The period of Lent (40 days before Easter) is normally a good period for seafood consumption, particularly in Southern Europe where the Christian rituals are more closely observed. However, this year, demand seems to be below expectations. It appears, though, that European consumers are not ready to give up with festive food and that they are ready to pay higher prices occasionally on high quality products, such as wild-caught products or organic products.

US to Adapt to Changing Market

The global crisis has limited the availability of credit to everyone, and access to credit facilities has become more expensive. In a climate of uncertainty about the future behaviour of the market, these trends increase the costs of building stocks. Therefore, purchases are mainly to recompose the supply. On the other hand, the Thai Shrimp Association announced at the end of 2008 that it would reduce production by 20 per cent in order to adjust supply to lower demand. This should result in a lower supply of shrimp, which in turn should help maintain higher prices.

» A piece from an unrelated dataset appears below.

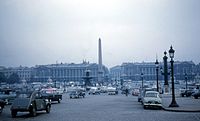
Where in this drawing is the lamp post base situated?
[169,101,179,107]
[164,85,169,94]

Consumers are becoming more price sensitive, which implies that the value-chain will have to look for ways to reduce their costs in order to avoid a price increase. Farmed shrimp has led to a reduction in the overall prices of shrimp. This opens a way for distributors to market shrimp as an affordable yet luxurious product. Prices of shrimp during 2008 did not have significant ups and downs. On the contrary, they remained fairly stable, peaking in August for white aquacultured shrimp, and by the end of the year, except for some particular products, prices were near or below the level registered at the beginning of 2008.